Soon Jack returns home. They reconcile and work on their relationship, facing the world together. The film ends with both wearing football helmets going to get cucumbers from the garden. The starling and its new mate fly towards them and swoop them as usual.

==Production==
The Starling was on the 2005 "Black List" of most-liked unproduced screenplays. In March 2017, it was reported that Dome Karukoski was attached to direct the film, with Keanu Reeves and Isla Fisher in negotiations to star.

In June 2019, it was announced that Melissa McCarthy and Chris O'Dowd would star in the film, with Theodore Melfi directing. The three previously worked together on St. Vincent (2014). In August 2019, Kevin Kline, Timothy Olyphant, Daveed Diggs, Skyler Gisondo, Loretta Devine, Laura Harrier, Rosalind Chao, and Kimberly Quinn joined the cast.

Principal photography began in New York City on August 2, 2019 and wrapped on September 19.

==Reception==

On the review aggregator website Rotten Tomatoes, the film holds an approval rating of 19% based on 94 reviews, with an average rating of 4.20/10. The website's critical consensus reads, "Burying its talented cast and worthy themes under mounds of heavy-handed melodrama, The Starling is a turkey." Metacritic gave the film a weighted average score of 31 out of 100 based on 23 critics, indicating "generally unfavorable reviews".

Peter Bradshaw of The Guardian gave the film a score of 1/5 stars, writing that the film "is so staggeringly peculiar and bad that it almost has some value as a kind of Dadaist event, a synthesis of non-meaning, a randomly generated heart-warmer movie that has come chuntering out of the printer as a result of an experimental computer program." Clarisse Loughrey of The Independent also gave the film a score of 1/5 stars, describing it as "an utterly bizarre, tonal misfire that fumbles through several ideas before implying that it's perfectly OK to berate the suicidal for being so suicidal", and wrote: "Not only are the jokes in Matt Harris's script badly timed, but they're also largely incomprehensible – there's an extended bit about a leg-humping dog and several caricatures of the mentally ill that all feel like half-remembered approximations of Oscar bait." Johanna Schneller of The Globe and Mail gave the film a score of 1.5/4 stars, writing: "Director Theodore Melfi, who did a fine job with Hidden Figures, focuses his energies here on leaden metaphors, especially a persistent CGI starling, which represents … no one cares what." Caryn James of The Hollywood Reporter described the film as being "so slushily sentimental it makes the typical tearjerker look like a noir."

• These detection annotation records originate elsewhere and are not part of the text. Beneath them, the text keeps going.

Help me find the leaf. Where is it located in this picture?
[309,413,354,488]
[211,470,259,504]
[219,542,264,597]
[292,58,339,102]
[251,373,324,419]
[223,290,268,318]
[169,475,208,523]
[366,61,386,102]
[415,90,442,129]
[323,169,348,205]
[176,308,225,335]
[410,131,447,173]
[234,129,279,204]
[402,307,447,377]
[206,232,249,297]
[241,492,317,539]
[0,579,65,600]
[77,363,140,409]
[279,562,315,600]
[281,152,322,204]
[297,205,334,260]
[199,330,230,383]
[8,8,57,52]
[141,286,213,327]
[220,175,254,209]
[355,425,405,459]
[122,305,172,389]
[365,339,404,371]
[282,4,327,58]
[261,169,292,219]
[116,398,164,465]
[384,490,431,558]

Kevin Maher of The Times was more positive in his review of the film, giving it a score of 4/5 stars and writing: "The enjoyment of watching this modest melodrama is implicitly connected to a giddy acknowledgement that there remains a bold class of film-maker willing to blow $20 million on a low-key tale of grief for grown-ups." Adam Graham of The Detroit News gave the film a grade of B, writing that it "handles grief in a mature way that is relatable for adult viewers in the mood for a small film about human issues", and concluded that the film "isn't exactly subtle … but there is warmth and truth in its performances, particularly McCarthy and O'Dowd."